All'inizio del 2020, a Trieste (e, in generale, in Friuli Venezia Giulia), le vendite online sono aumentate vertiginosamente. L’incremento è da imputare anche allo stato di necessità dettato dai giorni di lockdown. Infatti, anche gli utenti più restii ad effettuare acquisti online sono stati spronati verso siti di e-commerce e consegne a domicilio. E, sulla scia del successo dell’online, arriva una grande novità per i triestini: Trieste a Domicilio.
Il Friuli Venezia Giulia è la quarta regione per acquisti online
Soltanto Posteitaliane ha rilevato un aumento del 10% di pacchi ordinati tramite e-commerce, che ha riguardato tutte le province. Durante i primi mesi dell’anno, il 62% degli utenti digitali del Friuli Venezia Giulia ha fatto acquisti online. Posizionandosi così quarta nella classifica nazionale, il Friuli Venezia Giulia è seconda solo alla Sardegna (63,8 %), al Trentino Alto Adige (62,8%) ed alla Lombardia (62,7%).
Anche a Trieste, così come nel resto d'Italia, è stato proprio il lockdown a spronare gli utenti più dubbiosi o restii ad effettuare acquisti online.
A questo proposito, Netcomm offre uno scorcio significativo: durante il lockdown, sono stati registrati ben 2 milioni di nuovi fruitori di piattaforme di acquisto digitale (1,3 milioni in più rispetto alla crescita usuale). Un "salto evolutivo" eccezionale a livello di abitudini, che in condizioni normali avrebbe richiesto 10 anni.
E sembra che tale trend sia destinato a proseguire: la previsione del consorzio Netcomm, infatti è che l'e-commerce crescerà del 55%, rivelandosi come il settore che avrà la maggiore crescita a livello mondiale.
La nuova ripresa economica passa dal "commercio di prossimità"
Un'analisi di Nielsen che riguarda la grande distribuzione mette in luce un dato interessante: durante il solo mese di marzo, la richiesta di beni alimentari tramite e-commerce è aumentata dell'82,3%. Da qui, è facile capire perché le grosse catene di supermercati non hanno retto tale mole di richieste durante il lockdown.
A maggior ragione, i clienti si sono rivolti ai negozi della propria zona, per far fronte alle necessità sorte con la pandemia. Dunque, se da un lato i consumatori hanno vinto la diffidenza nei confronti degli acquisti online, dall'altro i negozi di prossimità si sono lanciati nell'offrire servizi di e-commerce e consegna a domicilio come mai prima.
Ricevere il prodotto preferito proprio dal negoziante di fiducia è stato un valore aggiunto: oltre al bene acquistato, si andava a nutrire anche il bisogno di rapporto umano e comunità.

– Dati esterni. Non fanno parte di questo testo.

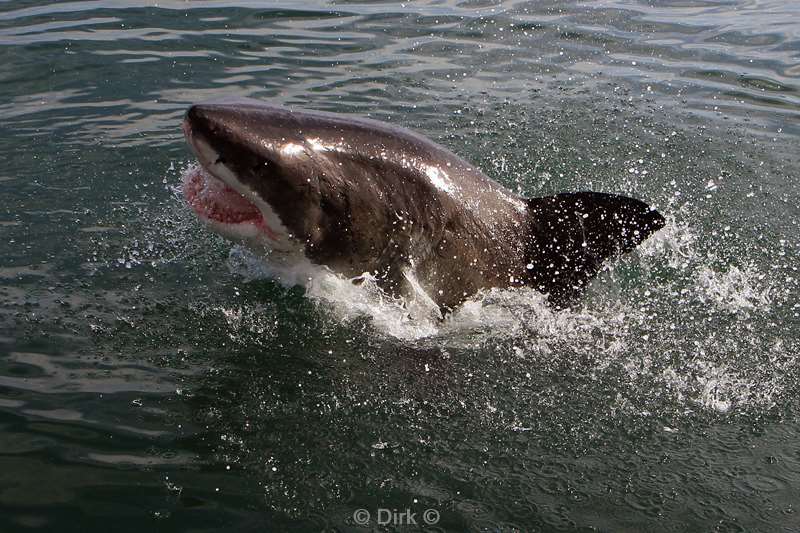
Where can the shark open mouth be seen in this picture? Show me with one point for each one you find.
(215, 201)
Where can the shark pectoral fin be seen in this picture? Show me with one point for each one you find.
(572, 234)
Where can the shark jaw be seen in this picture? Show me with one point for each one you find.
(230, 208)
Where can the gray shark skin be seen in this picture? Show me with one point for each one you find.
(360, 196)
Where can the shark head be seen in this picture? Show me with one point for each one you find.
(320, 184)
(254, 184)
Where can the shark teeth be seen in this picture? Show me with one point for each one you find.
(213, 200)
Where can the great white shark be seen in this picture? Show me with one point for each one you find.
(357, 196)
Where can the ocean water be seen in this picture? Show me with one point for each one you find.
(154, 378)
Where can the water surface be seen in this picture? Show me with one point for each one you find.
(152, 377)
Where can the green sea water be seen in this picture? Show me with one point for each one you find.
(154, 378)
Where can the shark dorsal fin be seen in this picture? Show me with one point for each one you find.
(572, 234)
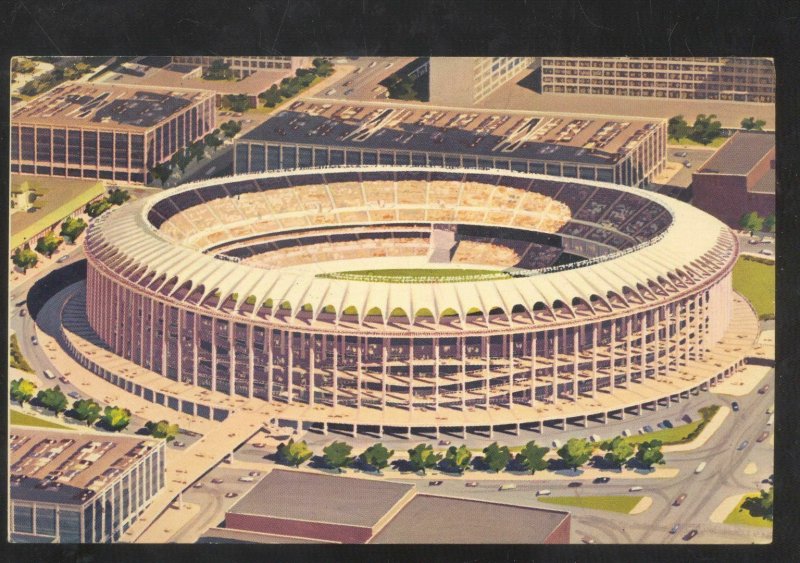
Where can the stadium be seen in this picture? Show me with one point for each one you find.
(385, 294)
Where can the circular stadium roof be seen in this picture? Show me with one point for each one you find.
(691, 248)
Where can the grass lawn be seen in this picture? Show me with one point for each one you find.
(417, 275)
(28, 420)
(741, 515)
(756, 281)
(690, 143)
(623, 504)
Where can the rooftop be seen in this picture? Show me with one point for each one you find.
(433, 519)
(740, 154)
(478, 132)
(60, 466)
(106, 106)
(321, 498)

Rilanciare l’economia triestina puntando sull’home delivery per le imprese
Per rilanciare l'economia locale, dunque, è necessario che gli esercenti offrano un buon servizio di consegne a domicilio e la possibilità di vendere online i propri prodotti.
Il perché è presto detto: in questo modo è possibile continuare a svolgere il proprio lavoro e, al contempo, supportare i propri concittadini nel fare acquisti in tutta sicurezza.
Cittadini al primo posto
Come è, ormai, noto la pandemia ha colpito molto duramente la realtà di ognuno. L'ha fatto prima a livello sanitario, poi a livello economico. Trieste, però, non si è scoraggiata: appena ha avuto il tempo di capire cosa fare, ha reagito, attivando la rete sociale per supportare la comunità, grazie ad una serie di servizi utili.

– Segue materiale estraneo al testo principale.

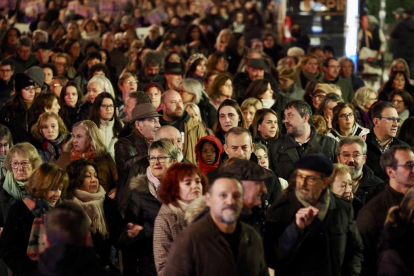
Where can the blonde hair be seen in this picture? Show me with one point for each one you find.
(37, 127)
(26, 150)
(97, 145)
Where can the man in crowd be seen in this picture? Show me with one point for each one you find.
(309, 230)
(173, 114)
(382, 136)
(219, 244)
(300, 140)
(331, 68)
(398, 163)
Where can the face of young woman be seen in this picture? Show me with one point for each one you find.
(71, 96)
(50, 129)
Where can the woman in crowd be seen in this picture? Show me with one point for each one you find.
(395, 247)
(154, 92)
(143, 207)
(403, 103)
(193, 91)
(208, 151)
(309, 70)
(105, 223)
(249, 108)
(344, 124)
(326, 107)
(87, 143)
(288, 84)
(52, 135)
(398, 81)
(196, 67)
(22, 240)
(265, 126)
(6, 142)
(20, 162)
(17, 114)
(220, 89)
(364, 98)
(229, 115)
(69, 101)
(183, 183)
(103, 114)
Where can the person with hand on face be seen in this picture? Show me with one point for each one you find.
(208, 151)
(22, 240)
(183, 183)
(104, 221)
(301, 224)
(87, 143)
(143, 204)
(217, 238)
(51, 132)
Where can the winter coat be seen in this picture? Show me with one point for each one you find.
(202, 250)
(329, 247)
(142, 209)
(108, 174)
(280, 160)
(370, 222)
(168, 225)
(15, 239)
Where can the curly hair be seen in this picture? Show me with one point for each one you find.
(169, 191)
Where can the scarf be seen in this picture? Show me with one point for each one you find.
(39, 209)
(54, 147)
(154, 181)
(92, 204)
(14, 187)
(75, 155)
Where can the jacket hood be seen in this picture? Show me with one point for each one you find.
(219, 147)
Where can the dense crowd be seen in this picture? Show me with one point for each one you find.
(208, 147)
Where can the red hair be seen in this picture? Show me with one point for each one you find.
(170, 189)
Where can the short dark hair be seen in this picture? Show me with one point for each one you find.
(67, 223)
(388, 157)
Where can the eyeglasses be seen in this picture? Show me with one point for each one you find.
(309, 180)
(346, 156)
(407, 166)
(345, 116)
(23, 165)
(391, 119)
(107, 106)
(160, 159)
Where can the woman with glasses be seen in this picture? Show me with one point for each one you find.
(20, 162)
(344, 124)
(17, 114)
(142, 209)
(104, 116)
(87, 143)
(22, 241)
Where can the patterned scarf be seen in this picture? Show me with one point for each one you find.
(75, 155)
(39, 209)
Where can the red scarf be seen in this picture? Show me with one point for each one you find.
(75, 155)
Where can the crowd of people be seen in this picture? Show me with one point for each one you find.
(207, 148)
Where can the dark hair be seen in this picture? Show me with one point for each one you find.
(95, 115)
(170, 187)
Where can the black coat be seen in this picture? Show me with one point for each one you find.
(331, 247)
(142, 209)
(370, 222)
(281, 163)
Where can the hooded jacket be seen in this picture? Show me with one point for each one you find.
(219, 150)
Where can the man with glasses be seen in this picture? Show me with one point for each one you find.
(398, 163)
(131, 152)
(383, 134)
(331, 68)
(366, 185)
(310, 231)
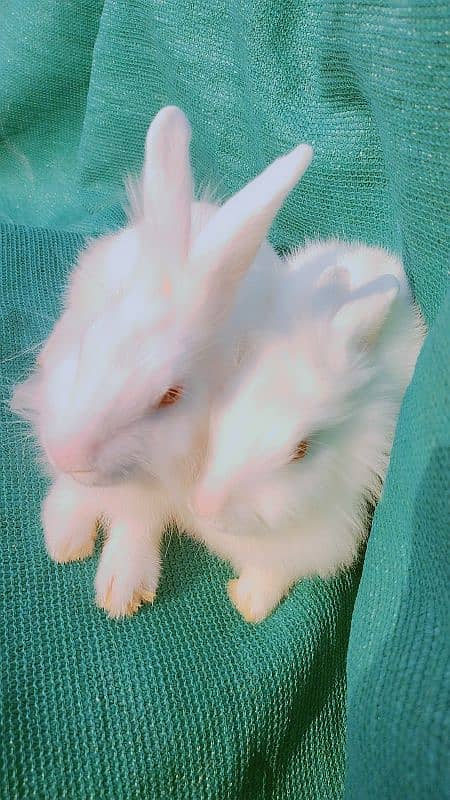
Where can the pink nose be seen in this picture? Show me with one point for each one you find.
(71, 456)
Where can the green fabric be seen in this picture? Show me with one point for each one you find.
(186, 700)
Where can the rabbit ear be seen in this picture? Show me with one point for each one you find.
(228, 244)
(167, 187)
(361, 318)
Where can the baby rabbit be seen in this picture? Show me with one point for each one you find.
(121, 393)
(301, 440)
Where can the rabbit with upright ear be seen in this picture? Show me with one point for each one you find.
(301, 440)
(120, 396)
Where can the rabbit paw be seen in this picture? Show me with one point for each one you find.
(128, 572)
(70, 523)
(256, 593)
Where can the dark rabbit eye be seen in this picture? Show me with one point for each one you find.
(301, 450)
(171, 396)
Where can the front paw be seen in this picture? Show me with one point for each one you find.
(128, 573)
(69, 522)
(256, 593)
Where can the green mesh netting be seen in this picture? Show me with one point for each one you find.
(186, 700)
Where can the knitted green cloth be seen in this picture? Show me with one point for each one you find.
(186, 700)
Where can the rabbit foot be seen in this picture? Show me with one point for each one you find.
(128, 572)
(69, 523)
(255, 594)
(116, 605)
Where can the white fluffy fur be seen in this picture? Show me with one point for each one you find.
(267, 353)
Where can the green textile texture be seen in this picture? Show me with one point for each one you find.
(328, 698)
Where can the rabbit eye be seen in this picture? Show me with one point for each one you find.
(171, 396)
(301, 450)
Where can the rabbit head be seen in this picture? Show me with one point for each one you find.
(304, 381)
(123, 382)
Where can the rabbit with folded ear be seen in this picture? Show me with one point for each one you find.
(121, 393)
(301, 440)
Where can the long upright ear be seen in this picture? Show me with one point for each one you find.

A fare da “apripista” sono stati gli esercizi commerciali di alimentari che già disponevano del food delivery (come pizzerie e paninoteche). A stretto giro, hanno seguito l'esempio i ristoranti. Quando, poi il governo ha dato l'ok, anche altre attività di prodotti "no food" si sono affidate al delivery.
Le consegne a domicilio a Trieste, così, hanno potuto sopperire alle difficoltà dei cittadini, che non potevano uscire e ai mancati introiti degli esercenti, che hanno potuto continuare a lavorare.
Negozianti e ristoratori locali, in tempi brevi, hanno creato una rete di consegne a domicilio. I più virtuosi hanno anche offerto la possibilità di effettuare i propri acquisti online.
Le consegne a domicilio a Trieste sono da subito state fatte nel rispetto delle direttive governative, come indicato da Confcommercio Trieste. Quindi evitando ogni contatto personale, mantenendo la distanza di un metro, indossando mascherina di protezione e guanti.